Since taking over in 2013, Lawler has reduced the headcount by more than half through spin offs and asset sales, slashed spending on drilling rigs and oil leases and halted a 14-year run of dividend payouts to investors. Chesapeake, which held the crown as largest U.S. gas producer until 2010, confronts prices for the heating and power plant fuel that have slumped nearly 60 percent since February of last year.
Big Loss
The company will lose a net $5.4 billion this year, according to the average of 12 analyst estimates compiled by Bloomberg.
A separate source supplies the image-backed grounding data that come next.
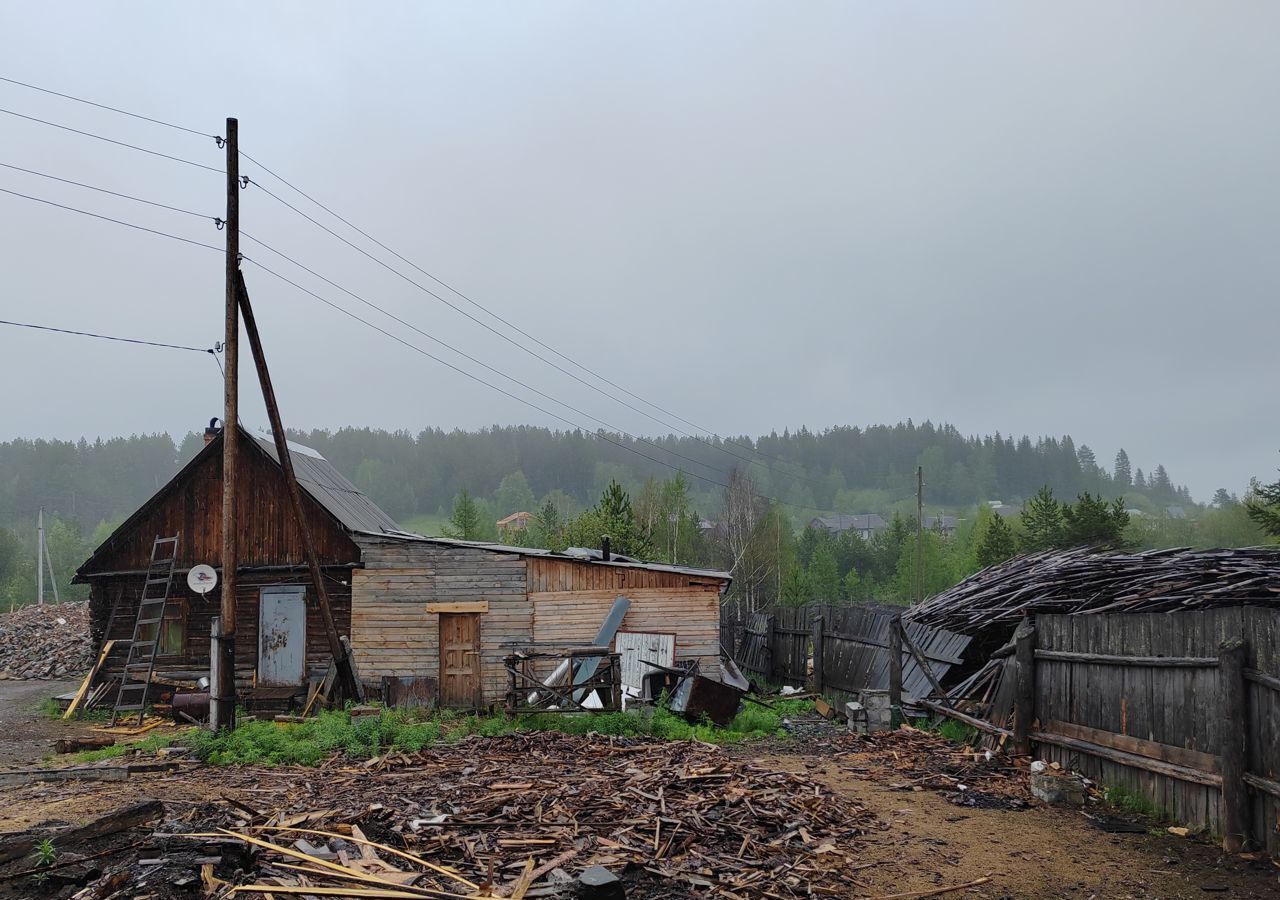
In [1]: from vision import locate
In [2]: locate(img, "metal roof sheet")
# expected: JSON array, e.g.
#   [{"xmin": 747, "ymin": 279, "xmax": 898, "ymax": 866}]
[
  {"xmin": 355, "ymin": 530, "xmax": 732, "ymax": 581},
  {"xmin": 250, "ymin": 434, "xmax": 401, "ymax": 535}
]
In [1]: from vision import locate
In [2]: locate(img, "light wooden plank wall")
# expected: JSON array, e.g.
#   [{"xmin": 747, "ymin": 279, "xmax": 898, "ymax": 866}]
[
  {"xmin": 351, "ymin": 540, "xmax": 528, "ymax": 702},
  {"xmin": 526, "ymin": 558, "xmax": 723, "ymax": 593},
  {"xmin": 352, "ymin": 540, "xmax": 728, "ymax": 705},
  {"xmin": 530, "ymin": 587, "xmax": 723, "ymax": 679}
]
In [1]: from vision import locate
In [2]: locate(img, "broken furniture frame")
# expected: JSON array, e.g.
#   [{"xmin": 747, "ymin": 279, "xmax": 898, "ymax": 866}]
[{"xmin": 504, "ymin": 647, "xmax": 623, "ymax": 714}]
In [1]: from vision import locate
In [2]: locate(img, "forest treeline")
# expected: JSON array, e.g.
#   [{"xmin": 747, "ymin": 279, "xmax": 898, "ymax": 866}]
[{"xmin": 0, "ymin": 421, "xmax": 1270, "ymax": 609}]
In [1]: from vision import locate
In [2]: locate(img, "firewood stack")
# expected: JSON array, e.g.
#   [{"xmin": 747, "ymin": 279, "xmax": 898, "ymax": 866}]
[{"xmin": 0, "ymin": 600, "xmax": 93, "ymax": 680}]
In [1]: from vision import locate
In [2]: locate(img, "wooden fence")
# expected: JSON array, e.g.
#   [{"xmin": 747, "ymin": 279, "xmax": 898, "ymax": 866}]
[
  {"xmin": 929, "ymin": 607, "xmax": 1280, "ymax": 853},
  {"xmin": 720, "ymin": 604, "xmax": 969, "ymax": 702}
]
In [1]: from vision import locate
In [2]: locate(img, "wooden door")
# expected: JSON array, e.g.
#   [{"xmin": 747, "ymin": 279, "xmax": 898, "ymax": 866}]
[{"xmin": 439, "ymin": 613, "xmax": 481, "ymax": 708}]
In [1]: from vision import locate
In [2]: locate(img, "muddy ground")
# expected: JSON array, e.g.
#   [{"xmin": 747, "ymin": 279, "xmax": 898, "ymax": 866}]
[
  {"xmin": 0, "ymin": 682, "xmax": 1276, "ymax": 898},
  {"xmin": 0, "ymin": 678, "xmax": 83, "ymax": 766}
]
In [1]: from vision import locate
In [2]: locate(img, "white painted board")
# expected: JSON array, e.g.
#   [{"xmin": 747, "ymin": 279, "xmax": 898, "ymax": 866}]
[{"xmin": 616, "ymin": 631, "xmax": 676, "ymax": 694}]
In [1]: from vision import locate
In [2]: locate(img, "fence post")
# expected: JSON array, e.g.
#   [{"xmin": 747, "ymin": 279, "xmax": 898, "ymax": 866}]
[
  {"xmin": 1013, "ymin": 618, "xmax": 1036, "ymax": 757},
  {"xmin": 764, "ymin": 614, "xmax": 778, "ymax": 682},
  {"xmin": 1218, "ymin": 638, "xmax": 1249, "ymax": 853},
  {"xmin": 811, "ymin": 614, "xmax": 825, "ymax": 694},
  {"xmin": 888, "ymin": 614, "xmax": 903, "ymax": 729}
]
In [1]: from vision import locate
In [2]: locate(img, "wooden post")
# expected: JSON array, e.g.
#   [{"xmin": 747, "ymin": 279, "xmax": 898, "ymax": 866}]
[
  {"xmin": 237, "ymin": 273, "xmax": 361, "ymax": 702},
  {"xmin": 1218, "ymin": 638, "xmax": 1249, "ymax": 853},
  {"xmin": 1013, "ymin": 618, "xmax": 1036, "ymax": 757},
  {"xmin": 915, "ymin": 466, "xmax": 924, "ymax": 604},
  {"xmin": 213, "ymin": 117, "xmax": 239, "ymax": 733},
  {"xmin": 208, "ymin": 615, "xmax": 222, "ymax": 731},
  {"xmin": 811, "ymin": 614, "xmax": 825, "ymax": 694},
  {"xmin": 610, "ymin": 654, "xmax": 622, "ymax": 711},
  {"xmin": 764, "ymin": 614, "xmax": 778, "ymax": 681},
  {"xmin": 888, "ymin": 614, "xmax": 904, "ymax": 729}
]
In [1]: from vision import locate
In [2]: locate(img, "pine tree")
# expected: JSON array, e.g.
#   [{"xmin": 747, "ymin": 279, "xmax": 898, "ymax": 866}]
[
  {"xmin": 1077, "ymin": 444, "xmax": 1097, "ymax": 473},
  {"xmin": 530, "ymin": 498, "xmax": 563, "ymax": 550},
  {"xmin": 976, "ymin": 512, "xmax": 1018, "ymax": 568},
  {"xmin": 1020, "ymin": 486, "xmax": 1064, "ymax": 551},
  {"xmin": 443, "ymin": 488, "xmax": 482, "ymax": 540},
  {"xmin": 1246, "ymin": 468, "xmax": 1280, "ymax": 538},
  {"xmin": 807, "ymin": 543, "xmax": 840, "ymax": 601},
  {"xmin": 1113, "ymin": 449, "xmax": 1132, "ymax": 487},
  {"xmin": 1134, "ymin": 468, "xmax": 1146, "ymax": 489},
  {"xmin": 1061, "ymin": 493, "xmax": 1130, "ymax": 548},
  {"xmin": 1212, "ymin": 488, "xmax": 1235, "ymax": 508}
]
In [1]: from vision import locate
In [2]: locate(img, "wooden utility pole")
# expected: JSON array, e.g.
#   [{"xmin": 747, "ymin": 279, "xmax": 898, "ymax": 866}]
[
  {"xmin": 212, "ymin": 117, "xmax": 239, "ymax": 732},
  {"xmin": 915, "ymin": 466, "xmax": 924, "ymax": 604},
  {"xmin": 236, "ymin": 272, "xmax": 361, "ymax": 701},
  {"xmin": 36, "ymin": 507, "xmax": 44, "ymax": 606}
]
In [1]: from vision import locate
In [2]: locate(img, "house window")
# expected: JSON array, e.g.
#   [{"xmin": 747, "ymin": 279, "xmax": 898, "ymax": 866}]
[{"xmin": 159, "ymin": 597, "xmax": 187, "ymax": 657}]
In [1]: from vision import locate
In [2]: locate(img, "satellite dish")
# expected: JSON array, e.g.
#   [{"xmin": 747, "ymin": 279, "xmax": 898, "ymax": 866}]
[{"xmin": 187, "ymin": 564, "xmax": 218, "ymax": 595}]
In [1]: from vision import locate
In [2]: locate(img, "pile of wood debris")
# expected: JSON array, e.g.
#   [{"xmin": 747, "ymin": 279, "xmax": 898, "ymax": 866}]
[
  {"xmin": 826, "ymin": 728, "xmax": 1032, "ymax": 811},
  {"xmin": 0, "ymin": 600, "xmax": 92, "ymax": 680},
  {"xmin": 10, "ymin": 733, "xmax": 882, "ymax": 899},
  {"xmin": 907, "ymin": 546, "xmax": 1280, "ymax": 639}
]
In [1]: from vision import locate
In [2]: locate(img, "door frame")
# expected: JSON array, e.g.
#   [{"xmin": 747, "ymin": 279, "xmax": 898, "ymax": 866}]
[
  {"xmin": 258, "ymin": 584, "xmax": 307, "ymax": 686},
  {"xmin": 438, "ymin": 612, "xmax": 482, "ymax": 709}
]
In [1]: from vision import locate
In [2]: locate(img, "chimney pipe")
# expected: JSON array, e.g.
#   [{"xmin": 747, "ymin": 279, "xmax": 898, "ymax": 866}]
[
  {"xmin": 204, "ymin": 417, "xmax": 223, "ymax": 445},
  {"xmin": 601, "ymin": 536, "xmax": 611, "ymax": 562}
]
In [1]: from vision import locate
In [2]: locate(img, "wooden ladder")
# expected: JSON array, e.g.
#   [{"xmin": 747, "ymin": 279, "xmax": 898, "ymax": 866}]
[{"xmin": 110, "ymin": 534, "xmax": 179, "ymax": 726}]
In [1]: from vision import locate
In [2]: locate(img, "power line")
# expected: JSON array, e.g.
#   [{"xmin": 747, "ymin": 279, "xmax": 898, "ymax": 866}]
[
  {"xmin": 244, "ymin": 170, "xmax": 832, "ymax": 493},
  {"xmin": 241, "ymin": 156, "xmax": 831, "ymax": 491},
  {"xmin": 0, "ymin": 161, "xmax": 217, "ymax": 220},
  {"xmin": 0, "ymin": 72, "xmax": 823, "ymax": 490},
  {"xmin": 0, "ymin": 177, "xmax": 823, "ymax": 513},
  {"xmin": 0, "ymin": 107, "xmax": 223, "ymax": 174},
  {"xmin": 0, "ymin": 318, "xmax": 215, "ymax": 354},
  {"xmin": 0, "ymin": 75, "xmax": 214, "ymax": 138},
  {"xmin": 241, "ymin": 257, "xmax": 753, "ymax": 498},
  {"xmin": 0, "ymin": 187, "xmax": 224, "ymax": 253},
  {"xmin": 238, "ymin": 230, "xmax": 730, "ymax": 479}
]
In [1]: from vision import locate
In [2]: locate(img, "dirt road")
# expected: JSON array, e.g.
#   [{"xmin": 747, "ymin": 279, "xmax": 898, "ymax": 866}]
[
  {"xmin": 754, "ymin": 742, "xmax": 1279, "ymax": 899},
  {"xmin": 0, "ymin": 677, "xmax": 81, "ymax": 766}
]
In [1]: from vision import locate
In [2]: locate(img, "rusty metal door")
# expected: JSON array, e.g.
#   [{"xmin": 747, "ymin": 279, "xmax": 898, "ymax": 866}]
[
  {"xmin": 439, "ymin": 613, "xmax": 481, "ymax": 708},
  {"xmin": 259, "ymin": 586, "xmax": 306, "ymax": 686}
]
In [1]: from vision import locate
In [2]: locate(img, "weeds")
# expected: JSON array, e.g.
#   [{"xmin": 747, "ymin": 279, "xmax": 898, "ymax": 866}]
[
  {"xmin": 921, "ymin": 716, "xmax": 977, "ymax": 745},
  {"xmin": 187, "ymin": 698, "xmax": 815, "ymax": 767},
  {"xmin": 31, "ymin": 838, "xmax": 55, "ymax": 885},
  {"xmin": 1102, "ymin": 784, "xmax": 1165, "ymax": 819}
]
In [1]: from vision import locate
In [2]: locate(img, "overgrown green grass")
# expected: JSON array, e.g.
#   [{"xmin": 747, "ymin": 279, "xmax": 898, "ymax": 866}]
[
  {"xmin": 1103, "ymin": 784, "xmax": 1165, "ymax": 819},
  {"xmin": 918, "ymin": 715, "xmax": 977, "ymax": 745},
  {"xmin": 187, "ymin": 698, "xmax": 814, "ymax": 767}
]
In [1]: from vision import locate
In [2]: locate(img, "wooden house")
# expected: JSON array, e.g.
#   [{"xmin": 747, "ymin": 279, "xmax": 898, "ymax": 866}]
[
  {"xmin": 349, "ymin": 534, "xmax": 731, "ymax": 707},
  {"xmin": 75, "ymin": 425, "xmax": 399, "ymax": 686},
  {"xmin": 76, "ymin": 426, "xmax": 732, "ymax": 708}
]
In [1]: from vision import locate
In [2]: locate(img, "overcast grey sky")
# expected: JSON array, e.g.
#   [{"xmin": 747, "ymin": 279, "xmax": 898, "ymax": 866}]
[{"xmin": 1, "ymin": 3, "xmax": 1276, "ymax": 500}]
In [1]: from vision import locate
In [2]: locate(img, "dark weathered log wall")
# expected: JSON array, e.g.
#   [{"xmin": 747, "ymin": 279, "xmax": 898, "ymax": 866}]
[
  {"xmin": 82, "ymin": 432, "xmax": 358, "ymax": 574},
  {"xmin": 89, "ymin": 570, "xmax": 353, "ymax": 681}
]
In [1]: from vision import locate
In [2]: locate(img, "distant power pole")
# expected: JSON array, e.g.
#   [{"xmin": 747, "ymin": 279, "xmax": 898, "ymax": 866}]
[
  {"xmin": 36, "ymin": 507, "xmax": 44, "ymax": 606},
  {"xmin": 213, "ymin": 117, "xmax": 240, "ymax": 732},
  {"xmin": 915, "ymin": 466, "xmax": 924, "ymax": 604}
]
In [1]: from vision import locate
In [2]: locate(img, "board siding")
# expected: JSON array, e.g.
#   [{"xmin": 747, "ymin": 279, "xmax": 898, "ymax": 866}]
[{"xmin": 351, "ymin": 538, "xmax": 727, "ymax": 705}]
That would be its biggest annual loss since 2009.
The job cuts are the reversal to a company building boom led by McClendon, who added staff and real estate as shale drilling expanded. At one point in 2012, four construction cranes overlooked eight new buildings on a 120-acre (49-hectare) Georgian architecture campus as earth-moving equipment readied the land for more.
Under McClendon’s reign, Oklahoma City employees enjoyed on-site day care and health club facilities with full-time personal trainers on staff.
Now Chesapeake’s hometown will feel the biggest impact from Tuesday’s eliminations, seeing 19 percent of the company’s Oklahoma City workforce eliminated, Gordon Pennoyer, a spokesman, said in an e-mail. The unemployment rate in Oklahoma was 4.6 percent in August, below the national average of 5.4 percent.
Worldwide Cuts
Energy companies around the world have eliminated more than 200,000 jobs after oil prices fell by more than half from their June 2014 peaks, according to Swift Worldwide Resources.
The filing was made after the close of regular trading in New York, where the stock settled 1.2 percent higher at $6.79. Chesapeake, which has 7 buy ratings from analysts, 20 holds and 8 sells, dropped to as low as $6.69 in after-market trading. The shares have declined 65 percent since the beginning of the year.
While a difficult decision for any company, the move is seen as prudent to align Chesapeake’s cost structure with the low oil and gas prices, Scott Hanold, an analyst at RBC Capital Markets, wrote Tuesday in a note to investors.